Eh, just what schedule are they referring to? And, by the way, the WP challenge, despite the graveyard passing whistling of EDC, will greatly retard the plans that the city has for the area-if it can even find the money to proceed.
That's because the Ketcham critique will cause the regulatory agencies to pause-and to carefully do their due diligence: "A traffic engineer hired by Willets Point United argued that the city misrepresented congestion on the Van Wyck Expressway created by other nearby projects in its proposal to build on-ramps and off-ramps near the gritty industrial area in the vicinity of Citi Field. "There does not seem to be any area-wide planning going on for this community," said engineer Brian Ketcham. "They haven't done their analysis correctly." The EDC's Access Modification Report, which outlines potential congestion on the Van Wyck, did not properly account for the added traffic from other developments, such as Flushing Commons and Sky View Parc, Ketcham said. "They're trying to whitewash the impact of these projects," he said."

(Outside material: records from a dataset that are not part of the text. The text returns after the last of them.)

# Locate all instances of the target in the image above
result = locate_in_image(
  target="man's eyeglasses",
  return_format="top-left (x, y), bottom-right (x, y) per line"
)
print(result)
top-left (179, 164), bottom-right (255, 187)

The local council member Julissa Ferreras also sees some issues here-and calls for an open review process that echoes the letter that was sent to NYSDOT by the Natural Resources Defense Council: "There are legitimate questions concerning construction at Willets Point and its impact on local traffic patterns," said City Councilwoman Julissa Ferreras, adding that the review process must be open to public input. "The involvement of the [state] Department of Transportation and the Federal Highway Administration in the Willets Point project assures me that adequate oversight exists," said Ferreras (D-East Elmhurst)."
Insuring that the review authorities do all that is required is why WPU is looking for public hearings on the ramp construction-something that Council member Ferreras has endorsed as well. None of this skepticism, however, erodes the optimism of the EDC's primary confidence man Dave Lombino: "The state Department of Transportation kicked the report back to the EDC a few weeks ago, but agency officials said they are confident it will pass soon. "We received a range of comments from opposition that we're reviewing," said EDC spokesman David Lombino. "We'll be submitting a revised draft to regulators in the upcoming weeks that is responsive to their comments and issues." The EDC does not expect any significant delay in getting the approval from the state and the Federal Highway Administration, Lombino said."
Can't wait to see how EDC consultant URS is gonna find all of the traffic it had disappeared from the original EIS when it submitted its woefully inadequate ramp report-not to mention the cumulative impact of contiguous projects that URS ignored in its original report. And let's not forget that the WP development plans includes the largest-1.2 million sq. ft.-auto dependent mall in NYC; and the traffic problems at the new Rego Center Mall should chill even Lombino's false cheer.
As the Daily News reports, that mall has ground traffic to a halt: "The road to building a retail mecca in Queens is paved with backed-up one-way streets. Rego Center opened its doors a few weeks ago, hoping to lure shoppers with Kohl's, T.J. Maxx and Century 21 department stores. And bargain hunters are coming. But traffic in the already congested area, which includes the Long Island Expressway, Queens Blvd. and Junction Blvd., is also starting to jam up."
And a local civic group is screaming: "There is a bottleneck at all hours," said Robert Holden, of the Juniper Park Civic Association, who lives in nearby Middle Village. "They are going to have to double-deck the Long Island Expressway or the exit." Local officials have been working with the city Transportation Department and developer Vornado Realty Trust to hash out traffic congestion issues."
Now they are? After the fact? What's a matter, didn't they get an accurate traffic analysis before the mall was built. What a shock! But Rego Center is small potatoes compared to what's planned at the Iron Triangle-and no ramp construction will alter this traffic nightmare. We'll give the able Ketcham the last word: "I don't think the ramps work," Ketcham said. "It is fatally flawed. They've got a real problem."